Eight people from Europe made the cut – a minimum net worth US $2 billion — as did two from the Middle East (namely, from Israel) and one from Latin America. Forty of the 100 live in California.
Bill Gates still remains the world’s richest man among tech tycoons, with a net worth of US $79.6 billion. Gates, who left the Microsoft +0.43 per cent board in 2014 to focus full time on philanthropy, continues to sell shares in the software firm he founded with Paul Allen 40 years ago. Less than 13 per cent of his estimated fortune now comes from Microsoft stock.
Number two on the list is Larry Ellison, founder of database software firm Oracle, with a net worth estimated at US $50 billion. Ellison ceded the CEO spot at Oracle last year to two co-CEOs, Safra Catz and Mark Hurd, but still serves as Oracle’s chairman and chief technology officer. Oracle is finding it harder to grow as a company; revenues for the fiscal year that ended in May were down slightly from the previous year to $38.2 billion.
The third richest on the list is Jeff Bezos, whose net worth shot up dramatically in July after Amazon.com surprised analysts and reported a rare profit for its second quarter. Amazon typically loses money.
Forbes pegs Bezos’ net worth at US $47.8 billion, more than 90 per cent of which lies in his 18 per cent stake in Amazon. Bezos’ fortune has soared up US $13 billion since the beginning of the year; for the 2015 Forbes World’s Billionaires List, which was published in early March, he was worth US $34.8 billion.
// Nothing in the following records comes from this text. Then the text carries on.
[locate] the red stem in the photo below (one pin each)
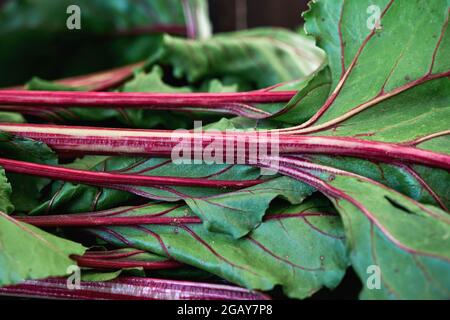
(130, 288)
(86, 220)
(97, 263)
(102, 178)
(137, 99)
The July surge in Amazon stocked propelled Bezos into the top 10 richest in the world for the first time.
Altogether, the world’s 100 richest tech billionaires are worth US $842.9 billion. Just seven women made the list, the wealthiest of whom is Laurene Powell Jobs, the widow of Steve Jobs, with an estimated net worth of US $21.4 billion.
The average age of the group is 53, which is a decade younger than the average age of all billionaires; 15 of the 100 are under age 40. The youngest is Snapchat founder and CEO Evan Spiegel, who is 25 and worth an estimated US $2.1 billion; the oldest is Intel co-founder Gordon Moore, who is 86 and worth an estimated US $6 billion.
Nearly all of the 100 are self-made billionaires: 94 made their own luck, 3 inherited their fortunes, and 3 have inherited fortunes but have been actively expanding them.